# Speech Recognition with Python Libraries - vosk, SpeechRecognition and Pocketsphinx

<div style="border: 5px ridge; padding:5%"> 
<h1>Table of Contents</h1>
<hr style="border:2px solid black" />

<h3><a href="#online">1. Online Speech Recognition with SpeechRecognition</a></h3>
<h3><a href="#vosk">2. Offline Speech Recognition with Vosk</a></h3>
<h3><a href="#pocketsphinx">3. Offline Speech Recognition with SpeechRecognition and Pocketsphinx</a></h3>
<h3><a href="#results">Results</a></h3>
</div>

<hr style="border:2px solid black" />
<h1><a id="online">Online Speech Recognition with SpeechRecognition</a></h1>

## Import Libraries

In [1]:
import os
import sys
import time
import speech_recognition as sr
# install with `pip install SpeechRecognition`

## Specify the file name to recognize and language

In [2]:
# name of the audio file to recognize (wav preferably)
audio_filename = "audio/test.wav"
# name of the text file to write recognized text
text_filename = "audio/test.txt"
# language of speech
language = 'en-US'

## Reading a file

In [3]:
if not os.path.exists(audio_filename):
    print(f"File '{audio_filename}' doesn't exist")
    sys.exit()

print(f"Reading your file '{audio_filename}'...")
audio_file = sr.AudioFile(audio_filename)
r = sr.Recognizer()

with audio_file as af:
    r.adjust_for_ambient_noise(af)  # clearing sound from noise
    audio = r.record(af)

print(f"'{audio_filename}' file was successfully read and cleaned from noise")
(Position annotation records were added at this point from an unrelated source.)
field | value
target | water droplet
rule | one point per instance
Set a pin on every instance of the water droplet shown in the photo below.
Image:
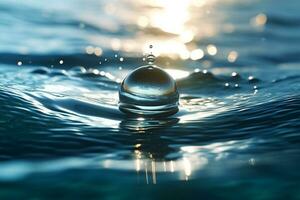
(148, 91)
(150, 59)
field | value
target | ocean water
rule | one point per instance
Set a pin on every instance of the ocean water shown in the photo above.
(236, 65)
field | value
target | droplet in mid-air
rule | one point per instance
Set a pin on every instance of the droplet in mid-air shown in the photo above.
(148, 91)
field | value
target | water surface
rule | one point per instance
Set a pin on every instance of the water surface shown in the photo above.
(236, 135)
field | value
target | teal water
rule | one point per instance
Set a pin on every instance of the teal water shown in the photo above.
(236, 65)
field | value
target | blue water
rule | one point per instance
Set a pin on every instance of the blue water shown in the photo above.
(237, 132)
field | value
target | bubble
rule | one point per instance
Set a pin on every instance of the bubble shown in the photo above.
(148, 91)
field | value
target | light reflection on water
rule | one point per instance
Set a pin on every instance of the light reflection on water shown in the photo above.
(235, 64)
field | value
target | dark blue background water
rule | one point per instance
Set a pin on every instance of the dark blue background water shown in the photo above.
(236, 135)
Reading your file 'audio/test.wav'...
'audio/test.wav' file was successfully read and cleaned from noise


## Recognize

In [4]:
print('Start converting to text. It may take some time...')
start_time = time.time()

Start converting to text. It may take some time...


In [5]:
# recognize speech using Google API
try:
    text = r.recognize_google(audio, language=language)
except sr.UnknownValueError:
    print("Google could not understand audio")
    sys.exit()
except sr.RequestError as e:
    print("Google error; {0}".format(e))
    sys.exit()

In [6]:
time_elapsed = time.strftime(
    '%H:%M:%S', time.gmtime(time.time() - start_time))
print(f'Done! Elapsed time = {time_elapsed}')
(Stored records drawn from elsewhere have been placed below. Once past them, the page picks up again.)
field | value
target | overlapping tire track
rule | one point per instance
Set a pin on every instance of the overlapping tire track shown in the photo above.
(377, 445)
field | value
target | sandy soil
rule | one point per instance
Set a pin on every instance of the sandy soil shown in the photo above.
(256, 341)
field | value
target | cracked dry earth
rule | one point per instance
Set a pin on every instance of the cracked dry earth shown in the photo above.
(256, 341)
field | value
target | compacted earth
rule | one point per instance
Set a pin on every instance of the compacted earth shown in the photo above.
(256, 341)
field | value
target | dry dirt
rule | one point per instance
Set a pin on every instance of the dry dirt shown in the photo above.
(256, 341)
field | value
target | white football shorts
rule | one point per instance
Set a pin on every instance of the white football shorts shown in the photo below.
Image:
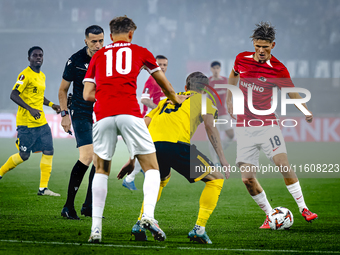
(133, 131)
(250, 140)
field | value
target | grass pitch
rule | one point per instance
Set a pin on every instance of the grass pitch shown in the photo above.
(32, 224)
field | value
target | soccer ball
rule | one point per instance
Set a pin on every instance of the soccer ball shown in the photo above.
(280, 218)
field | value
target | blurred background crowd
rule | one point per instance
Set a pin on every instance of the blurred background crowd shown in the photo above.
(191, 33)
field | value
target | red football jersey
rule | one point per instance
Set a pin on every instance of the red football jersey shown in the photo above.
(222, 109)
(261, 77)
(114, 70)
(152, 91)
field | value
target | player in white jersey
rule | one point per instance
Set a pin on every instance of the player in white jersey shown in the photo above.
(261, 71)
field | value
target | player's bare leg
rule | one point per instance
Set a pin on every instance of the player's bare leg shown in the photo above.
(208, 201)
(293, 185)
(129, 181)
(226, 140)
(99, 192)
(254, 188)
(77, 175)
(151, 185)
Done! Elapsed time = 00:00:01


In [7]:
print("\tGoogle thinks you said:\n")
print(text)

	Google thinks you said:

best bossk speech recognition Library


In [8]:
print(f"Saving text to '{text_filename}'...")
with open(text_filename, "w") as text_file:
    text_file.write(text)
print(f"Text successfully saved")

Saving text to 'audio/test.txt'...
Text successfully saved


<hr style="border:2px solid black" />
<h1><a id="vosk">Offline Speech Recognition with Vosk</a></h1>

## Import Libraries

In [9]:
import os
import sys
import time
import wave
import json
from vosk import Model, KaldiRecognizer, SetLogLevel
# !pip install vosk

SetLogLevel(0)

## Specify the file name to recognize and the path to the vosk model

In [10]:
# name of the audio file to recognize (wav preferably)
audio_filename = "audio/test.wav"
# path to vosk model downloaded from
# https://alphacephei.com/vosk/models
model_path = "models/vosk-model-en-us-0.21"
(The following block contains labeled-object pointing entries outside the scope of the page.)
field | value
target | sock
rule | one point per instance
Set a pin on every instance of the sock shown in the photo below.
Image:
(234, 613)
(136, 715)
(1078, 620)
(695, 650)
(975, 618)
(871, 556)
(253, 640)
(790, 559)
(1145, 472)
# name of the text file to write recognized text
text_filename = "audio/test.txt"

## Reading a file and a model

In [11]:
if not os.path.exists(audio_filename):
    print(f"File '{audio_filename}' doesn't exist")
    sys.exit()

print(f"Reading your file '{audio_filename}'...")
wf = wave.open(audio_filename, "rb")
print(f"'{audio_filename}' file was successfully read")

Reading your file 'audio/test.wav'...
'audio/test.wav' file was successfully read


In [12]:
if not os.path.exists(model_path):
    print(f"Please download the model from https://alphacephei.com/vosk/models and unpack as {model_path}")
    sys.exit()

print(f"Reading your vosk model '{model_path}'...")
model = Model(model_path)
rec = KaldiRecognizer(model, wf.getframerate())
rec.SetWords(True)
print(f"'{model_path}' model was successfully read")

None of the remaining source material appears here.